As reported in The Lancet Oncology by Robert J. Motzer, MD, and colleagues, the protocol-defined final overall survival analysis of the phase III CheckMate 9ER trial showed a significant benefit with nivolumab/cabozantinib vs sunitinib in previously untreated patients with advanced renal cell carcinoma (RCC).
The primary analysis of the trial showed that nivolumab/cabozantinib was associated with superior progression-free survival, the primary endpoint, as well as improved overall survival and objective response rate vs sunitinib at a median follow-up of 18.1 months. The primary analysis supported the January 2021 approval of nivolumab/cabozantinib in this setting.
Robert J. Motzer, MD
In the open-label trial, 651 patients from sites in 18 countries were randomly assigned between September 2017 and May 2019 to receive nivolumab at 240 mg every 2 weeks plus cabozantinib at 40 mg once daily (n = 323) or sunitinib at 50 mg once daily for 4 weeks in 6-week cycles. Overall survival was a secondary endpoint.
Key Findings
After a median follow-up of 32.9 months (interquartile range = 30.4–35.9 months), median overall survival was 37.7 months (95% confidence interval [CI] = 35.5 months–not estimable) in the nivolumab/cabozantinib group vs 34.3 months (95% CI = 29.0 months–not estimable) in the sunitinib group (hazard ratio [HR] = 0.70, 95% CI = 0.55–0.90, P = .0043). Rates at 24 months were 70% vs 60%. The updated median progression-free survival was 16.6 months (95% CI = 12.8–19.8 months) in the nivolumab/cabozantinib group vs 8.3 months (95% CI = 7.0–9.7 months) in the sunitinib group (HR = 0.56, 95% CI = 0.46–0.68, P < .0001), with 24-month rates of 39.5% vs 20.9%.
A total of 228 patients (71%) in the nivolumab/cabozantinib group and 274 (86%) in the sunitinib group had discontinued study treatment at the time of analysis, with the most common reason being disease progression in both groups. Among patients who discontinued treatment, 31% in the nivolumab/cabozantinib group and 45% in the sunitinib group received subsequent systemic therapy; the most common treatments were a VEGF- or VEGFR-targeted agent in the nivolumab/cabozantinib group (27%) and a nivolumab-based or other PD-1 or PD-L1 inhibitor–based therapy in the sunitinib group (34%).
KEY POINTS
- After a median follow-up of 32.9 months, median overall survival was 37.7 months in the nivolumab/cabozantinib group vs 34.3 months in the sunitinib group. Rates at 24 months were 70% vs 60%.
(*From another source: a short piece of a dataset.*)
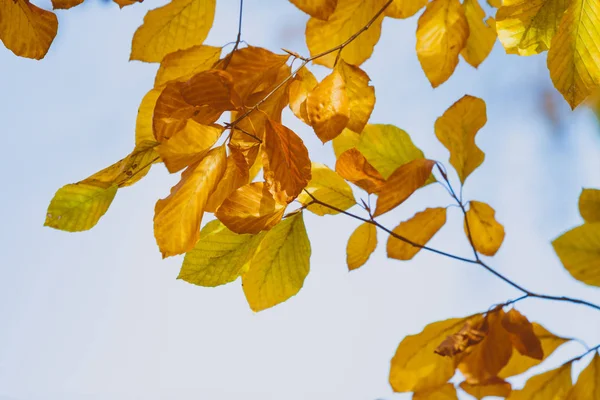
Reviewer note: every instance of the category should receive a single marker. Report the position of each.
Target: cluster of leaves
(218, 119)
- Updated median progression-free survival was 16.6 months in the nivolumab/cabozantinib group vs 8.3 months in the sunitinib group, with 24-month rates of 39.5% vs 20.9%.
In the updated analysis, grade 3 or 4 treatment-related adverse events occurred in 65% of patients in the nivolumab/cabozantinib group vs 54% of the sunitinib group, most commonly hypertension (13% vs 12%), palmar-plantar erythrodysesthesia (8% vs 8%), and diarrhea (7% vs 5%). Grade 3 or 4 treatment-related serious adverse events occurred in 22% vs 10% of patients. Since the primary analysis, one new treatment-related death was observed, due to sudden death in a patient in the sunitinib group.
The investigators concluded, “With extended follow-up and preplanned final overall survival analysis per protocol, nivolumab plus cabozantinib demonstrated improved efficacy vs sunitinib, further supporting the combination in the first-line treatment of advanced renal cell carcinoma.”
Dr. Motzer, of the Department of Medicine, Memorial Sloan Kettering Cancer Center, is the corresponding author for The Lancet Oncology article.
Disclosure: The study was funded by Bristol Myers Squibb and Ono Pharmaceutical. For full disclosures of the study authors, visit thelancet.com.